Gabe looks like the kind of guy that should be a movie star. Heads turn when he passes, and it’s not just because he’s six foot four and holding an adorable puppy. He has that ineffable quality that we’d all bottle and sell if we could.
And yes, ladies—he is actually six foot four. Not Hollywood’s version of six foot four, which is closer to five foot ten, but actually a towering, tall hunk of a man. I know this for a fact because I’m Hollywood’s version of six foot four.
We get a table in the back where there’s a patio for the dog. It takes us fifteen minutes to get there, but it’s mostly because Gabe himself keeps stopping and talking to the waitstaff.
You see, they all know him. He’s a regular.
“Madison, honey, you look gorgeous,” he says when our waitress comes to take our order.

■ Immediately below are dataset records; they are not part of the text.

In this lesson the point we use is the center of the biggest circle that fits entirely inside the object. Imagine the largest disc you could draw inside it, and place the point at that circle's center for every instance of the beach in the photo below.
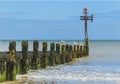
(102, 66)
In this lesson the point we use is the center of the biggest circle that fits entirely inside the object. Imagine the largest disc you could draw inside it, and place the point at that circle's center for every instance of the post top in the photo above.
(85, 10)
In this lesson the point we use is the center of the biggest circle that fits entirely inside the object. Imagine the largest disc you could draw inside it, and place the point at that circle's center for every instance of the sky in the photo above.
(58, 19)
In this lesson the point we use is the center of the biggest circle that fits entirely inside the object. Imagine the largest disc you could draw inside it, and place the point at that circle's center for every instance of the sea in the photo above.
(102, 66)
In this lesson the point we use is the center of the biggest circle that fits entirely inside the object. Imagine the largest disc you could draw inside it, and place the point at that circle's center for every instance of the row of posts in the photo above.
(64, 53)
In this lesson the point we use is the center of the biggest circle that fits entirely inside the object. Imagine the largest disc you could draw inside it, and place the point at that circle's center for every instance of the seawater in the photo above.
(102, 66)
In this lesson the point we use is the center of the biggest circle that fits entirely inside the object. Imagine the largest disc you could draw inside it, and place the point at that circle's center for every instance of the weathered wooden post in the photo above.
(70, 52)
(57, 58)
(86, 18)
(74, 51)
(83, 50)
(43, 60)
(62, 59)
(87, 47)
(78, 51)
(52, 54)
(81, 53)
(11, 63)
(24, 67)
(35, 63)
(2, 70)
(67, 59)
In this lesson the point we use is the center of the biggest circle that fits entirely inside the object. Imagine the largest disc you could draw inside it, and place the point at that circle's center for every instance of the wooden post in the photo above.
(87, 50)
(74, 51)
(78, 53)
(2, 70)
(52, 54)
(11, 64)
(70, 52)
(62, 60)
(24, 67)
(83, 50)
(67, 59)
(43, 59)
(35, 60)
(81, 53)
(57, 58)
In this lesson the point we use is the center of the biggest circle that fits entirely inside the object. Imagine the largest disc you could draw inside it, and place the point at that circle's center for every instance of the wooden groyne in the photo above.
(20, 62)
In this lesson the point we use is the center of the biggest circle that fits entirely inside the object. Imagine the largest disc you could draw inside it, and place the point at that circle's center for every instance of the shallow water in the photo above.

She’s radiantly pregnant, and waves off the compliment.
“I mean it,” Gabe says. “Your husband should say that to you. Every. Single. Day. On his knees.”
I’m pretty sure that if I were pregnant, my water would have broken at that exact moment.
But Madison just laughs and takes our order, giving Gabe’s puppy a pat on the head before floating off to the kitchen with more grace then I could have ever managed, pregnant or not.
We each get a beer and a burger.
We talk about his childhood in Montana. How close he is with his family, especially his sister, Lauren. She’s older by a year and Gabe’s best friend.
“I know it’s cliché,” he says. “But she really is.”